FH Westküste University of Applied Sciences
- Type: public university
- Established: 1993
- Affiliations: Fachhochschule Flensburg
- President: Anja Wollesen
- Administrative staff: ~ 200
- Students: 1,980 (2019)
- Location: FH Westküste, Fritz-Tiedemann-Ring 20, 25746 Heide, Germany, Heide, Schleswig-Holstein, Germany 54°11′43″N 9°07′18″E﻿ / ﻿54.1953°N 9.1217°E
- Website: http://www.fh-westkueste.de

= West Coast University of Applied Sciences =

The FH Westküste University of Applied Sciences (German Fachhochschule Westküste) is a vocational university of higher education and applied research located in the city of Heide in the Federal State of Schleswig-Holstein. With an enrollment of approximately 1,980 students as of 2019, the university offers a range of bachelor's and master's programs across two main faculties: the Faculty of Technology and the Faculty of Business Studies.

The campus is located in the eastern part of Heide.

== The FH Westküste of Applied Sciences ==
The FH Westküste University of Applied Sciences emphasizes areas such as Management and Tourism in its Commercial Faculty, and Automation and Electronics in its Technical Faculty. Additionally, it aims to expand interdisciplinary programs like Management and Technology to adapt to evolving industry needs.

== History ==
In 1985, regional businesses in Dithmarschen and Nord Friesland, under the Flensburg Chamber of Commerce, proposed establishing a branch of the Flensburg University of Applied Sciences on Germany's West Coast. By 1991, the state government approved the creation of a University of Applied Sciences in Heide, aiming for 1,000 study places, with an initial 500. The university commenced its first academic year on September 20, 1993, with 66 students in Business Administration, Electrical Engineering, and Mechanical Engineering, operating from rented facilities. In September 2000, it moved to a newly constructed campus at Fritz-Thiedemann-Ring 20. Over the years, the university expanded its programs, introducing courses like Management and Technology, International Tourism Management, and Economics and Law. Notably, it was the first in the state to transition to Bachelor's and master's degree structures. By the winter semester of 2014/15, enrollment had surpassed 1,500 students.

== Study Programs ==
FH Westküste University of Applied Sciences offers study programs across various disciplines.

== Research Institutes ==
FH Westküste University of Applied Sciences is home to several research institutes that focus on applied research and knowledge transfer, aiming to enhance the competitiveness of businesses and institutions in western Schleswig-Holstein and beyond.
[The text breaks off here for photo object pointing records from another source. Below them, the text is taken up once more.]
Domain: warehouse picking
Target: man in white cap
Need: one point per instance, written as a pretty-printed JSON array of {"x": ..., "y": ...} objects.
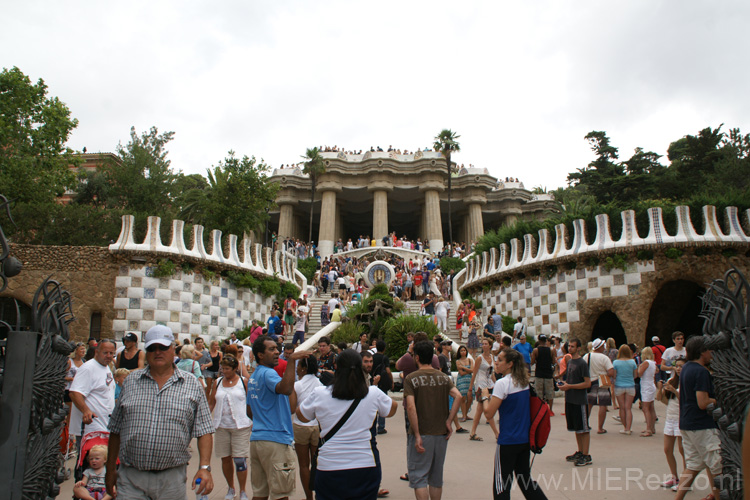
[
  {"x": 599, "y": 364},
  {"x": 159, "y": 411}
]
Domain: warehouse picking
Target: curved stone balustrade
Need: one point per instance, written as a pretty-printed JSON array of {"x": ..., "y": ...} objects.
[
  {"x": 255, "y": 258},
  {"x": 502, "y": 260}
]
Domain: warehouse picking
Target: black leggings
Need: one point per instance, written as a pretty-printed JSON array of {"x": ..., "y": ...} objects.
[{"x": 510, "y": 459}]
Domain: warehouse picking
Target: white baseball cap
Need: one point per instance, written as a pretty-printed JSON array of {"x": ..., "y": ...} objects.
[{"x": 159, "y": 334}]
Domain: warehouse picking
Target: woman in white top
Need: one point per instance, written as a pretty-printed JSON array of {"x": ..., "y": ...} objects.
[
  {"x": 482, "y": 380},
  {"x": 228, "y": 401},
  {"x": 306, "y": 434},
  {"x": 646, "y": 372},
  {"x": 348, "y": 462}
]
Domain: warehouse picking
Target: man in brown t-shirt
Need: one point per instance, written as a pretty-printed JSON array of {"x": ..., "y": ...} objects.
[{"x": 427, "y": 391}]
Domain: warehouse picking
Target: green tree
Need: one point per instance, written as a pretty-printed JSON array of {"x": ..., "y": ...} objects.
[
  {"x": 235, "y": 198},
  {"x": 314, "y": 167},
  {"x": 93, "y": 189},
  {"x": 446, "y": 143},
  {"x": 601, "y": 175},
  {"x": 34, "y": 161},
  {"x": 143, "y": 180}
]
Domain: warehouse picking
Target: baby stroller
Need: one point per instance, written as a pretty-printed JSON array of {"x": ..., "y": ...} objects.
[
  {"x": 324, "y": 319},
  {"x": 82, "y": 463},
  {"x": 89, "y": 441}
]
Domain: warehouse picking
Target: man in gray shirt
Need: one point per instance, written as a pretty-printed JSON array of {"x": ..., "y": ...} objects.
[{"x": 159, "y": 411}]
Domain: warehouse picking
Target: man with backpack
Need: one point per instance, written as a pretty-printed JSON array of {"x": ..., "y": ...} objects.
[{"x": 381, "y": 365}]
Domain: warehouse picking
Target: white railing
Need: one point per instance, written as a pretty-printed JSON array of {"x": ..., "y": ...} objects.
[
  {"x": 528, "y": 253},
  {"x": 255, "y": 258}
]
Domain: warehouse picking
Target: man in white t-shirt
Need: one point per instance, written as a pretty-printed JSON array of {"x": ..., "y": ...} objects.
[
  {"x": 332, "y": 303},
  {"x": 519, "y": 329},
  {"x": 599, "y": 364},
  {"x": 672, "y": 353},
  {"x": 93, "y": 391}
]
German Institute for Tourism Research

Established in 2006 as the Institute for Management and Tourism, it was rebranded in 2020 to reflect its national prominence. The institute conducts interdisciplinary research on travel behavior, the impacts of tourism, and strategic development for destinations and institutions.

Institute "regioMAR"

The Institute for Regional Marketing Research and Consulting (regioMAR) focuses on regional marketing strategies and research. It aims to develop innovative models and methods for business operations, with a particular emphasis on tourism, marketing, and personnel management.
Institute "WinHR"

The West Coast Institute for Human Resource Management (WinHR)'s activities include funded research projects, studies, and knowledge transfer through lectures, workshops, and publications, all aimed at enhancing the competitiveness of companies and institutions.

== International ==
Source:

Student Exchange Program

The university's International Office facilitates exchange opportunities for students seeking to broaden their academic and cultural horizons. For incoming students, FH Westküste provides a selection of courses taught in English each semester, along with German language courses to enhance integration. Prospective exchange students are encouraged to consult the course catalogue and reach out to the International Office for guidance.

Partner Universities

FH Westküste University of Applied Sciences maintains a network of partner universities worldwide, facilitating student and staff exchanges as well as collaborative initiatives. These partnerships span various countries, including Argentina, Australia, Austria, Colombia, the Czech Republic, Denmark, Estonia, Finland, Greece, India, Indonesia, Iran, Ireland, Latvia, Lithuania, Malaysia, Mexico, New Zealand, the Netherlands, Norway, Poland, Portugal, South Korea, Spain, Sweden, Thailand, Turkey, the United Kingdom, and the United States. This global network enriches the academic experience by offering diverse perspectives and opportunities for cross-cultural engagement.